Вспомнила! — лихорадочно стучало в висках, — тот самый! Я ещё в поезде всю дорогу пыталась припомнить что-то гадкое, неприятное, с чем столкнулась на Казанском вокзале перед самым отходом поезда на Урал. Так вот, что это было — бомж! Он подобрался ко мне тогда, ковыляя, — весь раздерганный, перекошенный, — мычит, руку тянет, я было подумала: просит милостыню. И так мне пакостно стало, точно меня всю помоями облили, честное слово! Я отшатнулась и что-то ему крикнула… не помню что. Резко так! Чтобы шел куда подальше или что-нибудь в этом роде. А он рот разинул и заорал: «эээээээ!» А потом поглядел на меня — да серьезно так, грустно-грустно и сказал: «Бедная Лиза!» Да, кажется так… помню, так нехорошо мне на сердце стало. То ли жалко его — этого юродивого… То ли стыдно… обеднела бы, что ли, если б два рубля ему сунула? И осадок этот ещё долго во мне оставался. Не остывал… И теперь опять он! Ах, как плохо все это…
— Здесь, за «Академкнигой», пожалуйста, в арку направо, — Надя выкинула к окно сигарету и вдруг загадала: «Если Володьки сейчас дома нет мы с ним расстанемся.»
— Да, здесь снова направо и ещё раз — в Трехпрудный. Вот здесь остановите. Спасибо вам.

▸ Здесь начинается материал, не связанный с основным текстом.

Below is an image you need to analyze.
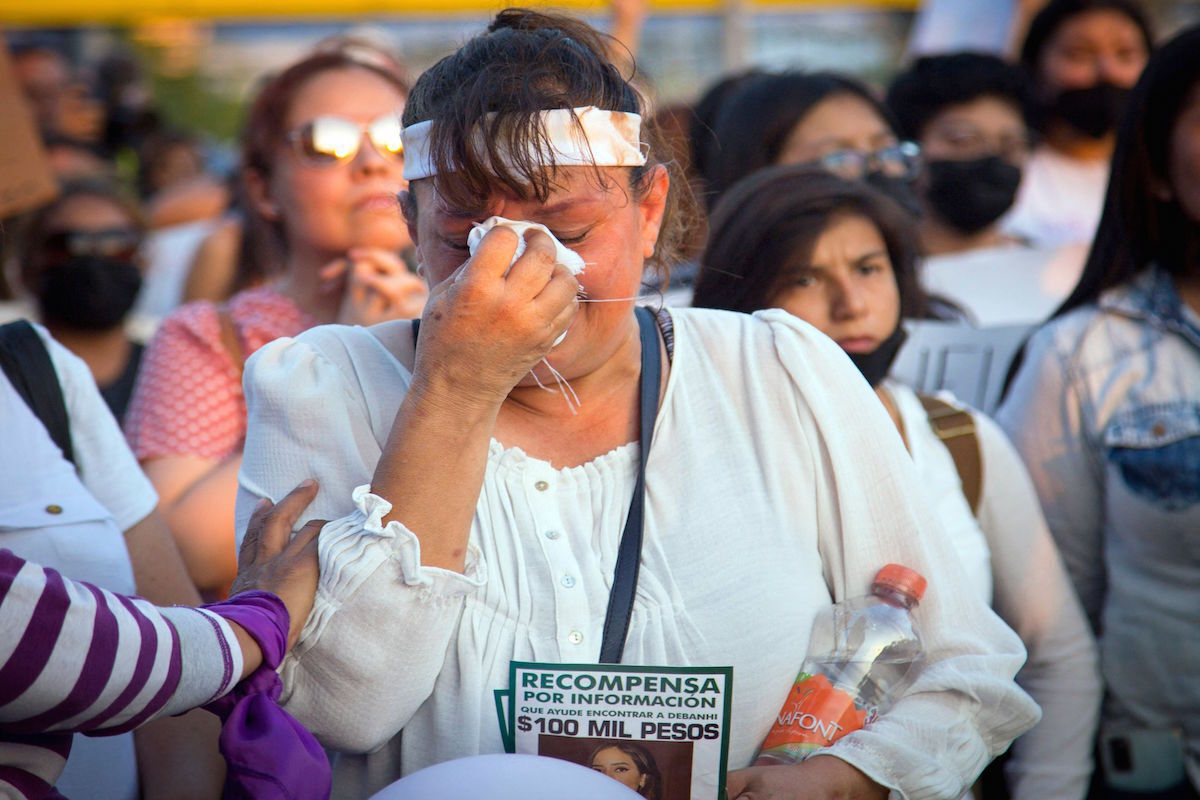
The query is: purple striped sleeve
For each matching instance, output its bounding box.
[79,595,182,733]
[20,584,120,730]
[0,570,71,706]
[0,733,72,800]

Надя выбралась из машины и взглянула на свои окна.
Света в них не было.
Дома, переодевшись, она отперла старинный бабушкин шифоньер, достала икону Спасителя, тоже перешедшую к ней от бабушки, перекрестилась, поцеловала икону и тихо, но твердо произнесла:
— Господи! Даю мой обет: я верну кота! Я никому не позволю угрожать мне и отпихивать меня ногой. Я вправлю эту вывихнувшуюся ось, с которой сорвалась моя жизнь. Только помоги мне пройти этот путь до конца… я знаю — он мне зачем-то дан. Ты посылаешь мне испытание, так помоги понять — для чего…

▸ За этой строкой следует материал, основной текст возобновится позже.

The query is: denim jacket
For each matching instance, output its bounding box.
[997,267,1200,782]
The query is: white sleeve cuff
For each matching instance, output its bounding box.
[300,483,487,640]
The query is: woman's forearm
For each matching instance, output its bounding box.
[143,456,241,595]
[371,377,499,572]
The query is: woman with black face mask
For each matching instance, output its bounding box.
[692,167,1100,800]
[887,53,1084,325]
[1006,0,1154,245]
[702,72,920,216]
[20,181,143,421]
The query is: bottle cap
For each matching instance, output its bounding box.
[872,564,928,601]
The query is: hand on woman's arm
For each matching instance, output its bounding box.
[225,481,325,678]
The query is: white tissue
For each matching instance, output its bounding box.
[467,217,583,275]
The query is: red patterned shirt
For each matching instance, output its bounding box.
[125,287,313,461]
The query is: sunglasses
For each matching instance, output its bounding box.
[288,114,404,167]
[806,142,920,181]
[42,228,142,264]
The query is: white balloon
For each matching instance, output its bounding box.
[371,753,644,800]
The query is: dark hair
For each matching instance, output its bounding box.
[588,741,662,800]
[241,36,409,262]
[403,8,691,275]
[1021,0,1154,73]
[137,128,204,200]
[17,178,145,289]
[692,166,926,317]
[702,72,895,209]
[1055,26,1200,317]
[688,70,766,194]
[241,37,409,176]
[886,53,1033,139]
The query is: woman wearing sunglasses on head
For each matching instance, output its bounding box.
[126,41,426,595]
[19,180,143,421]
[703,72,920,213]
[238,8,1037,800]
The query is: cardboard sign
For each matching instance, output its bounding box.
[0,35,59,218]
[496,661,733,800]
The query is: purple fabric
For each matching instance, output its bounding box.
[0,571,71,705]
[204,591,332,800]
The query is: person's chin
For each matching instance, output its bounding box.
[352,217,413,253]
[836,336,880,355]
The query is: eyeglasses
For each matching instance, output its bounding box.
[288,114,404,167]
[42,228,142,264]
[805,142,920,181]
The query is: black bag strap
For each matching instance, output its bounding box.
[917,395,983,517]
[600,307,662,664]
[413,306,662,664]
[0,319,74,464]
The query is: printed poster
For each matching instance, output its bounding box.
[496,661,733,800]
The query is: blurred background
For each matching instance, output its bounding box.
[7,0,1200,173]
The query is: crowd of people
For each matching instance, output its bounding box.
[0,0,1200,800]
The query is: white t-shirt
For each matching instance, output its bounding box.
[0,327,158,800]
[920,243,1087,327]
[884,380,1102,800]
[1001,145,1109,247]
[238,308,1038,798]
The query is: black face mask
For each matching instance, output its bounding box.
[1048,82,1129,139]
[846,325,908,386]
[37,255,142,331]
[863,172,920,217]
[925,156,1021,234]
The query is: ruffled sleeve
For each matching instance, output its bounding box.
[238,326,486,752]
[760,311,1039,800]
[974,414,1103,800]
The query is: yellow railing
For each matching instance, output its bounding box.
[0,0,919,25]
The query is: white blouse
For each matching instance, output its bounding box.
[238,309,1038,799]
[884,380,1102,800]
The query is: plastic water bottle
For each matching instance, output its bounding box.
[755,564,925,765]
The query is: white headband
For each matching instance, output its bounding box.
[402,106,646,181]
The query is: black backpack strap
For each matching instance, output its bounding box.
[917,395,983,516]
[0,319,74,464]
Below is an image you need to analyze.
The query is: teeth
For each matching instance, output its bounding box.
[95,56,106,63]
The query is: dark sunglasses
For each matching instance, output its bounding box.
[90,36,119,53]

И прошел день, и другой, и третий — сумерки осыпали призрачным пеплом суетные предновогодние дни. Зима угасала в хлипкой дождливой мороси, Надя тонула в простуде… Тяжкие предчувствия близкой беды одолевали её.
В театре все было по прежнему — без изменений. В картину «Теней» её не выписывали, лебезить она ни перед кем не хотела… Вышла на сцену разок в Гран-па из «Щелкунчика» и вновь провалилась в липкое клейкое оцепенение. На прощальный спектакль Федоровой не пошла — это причинило бы слишком сильную боль, к которой она сейчас была не готова.

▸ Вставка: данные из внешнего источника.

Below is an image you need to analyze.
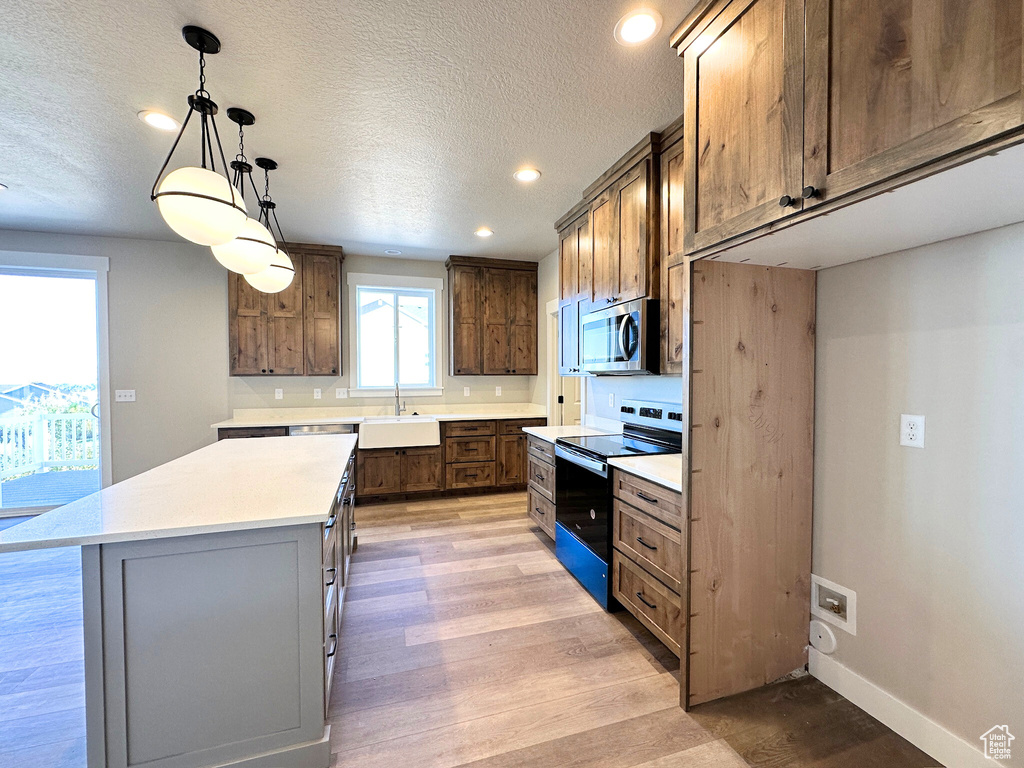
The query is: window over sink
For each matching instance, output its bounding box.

Володька пропадал целыми днями, возвращался, когда Надя уже спала далеко заполночь. И каждую ночь — около часу — в углу их спальни, где-то под потолком раздавался странный скрипучий звук. У Нади от этого звука все внутри переворачивалось, она вскакивала, включала магнитофон или радио, дымным пеньюаровым облачком ускользала в гостиную, открывала створки буфета, доставала оттуда одну из многочисленных коньячных бутылок и серебряную рюмочку, — Володя любил хороший коньяк и всегда держал в запасе несколько разных сортов, — возвращалась в спальню и начинала долгие беседы с самой собой, запивая слова и речи крепким бодрящим лекарством…
Она понимала, что этот странный, гортанный, никогда прежде неслыханный звук, скорее всего, принадлежал домовому или ещё кому-то из сонма незримых существ, что населяют непостижимую нашу реальность. Она понимала: кто-то предупреждает её о грозящей опасности и велит быть настороже. В благодарность за эту заботу она ставила на свою прикроватную тумбочку миску с орешками и каждый день их меняла, хотя орехи никто не трогал…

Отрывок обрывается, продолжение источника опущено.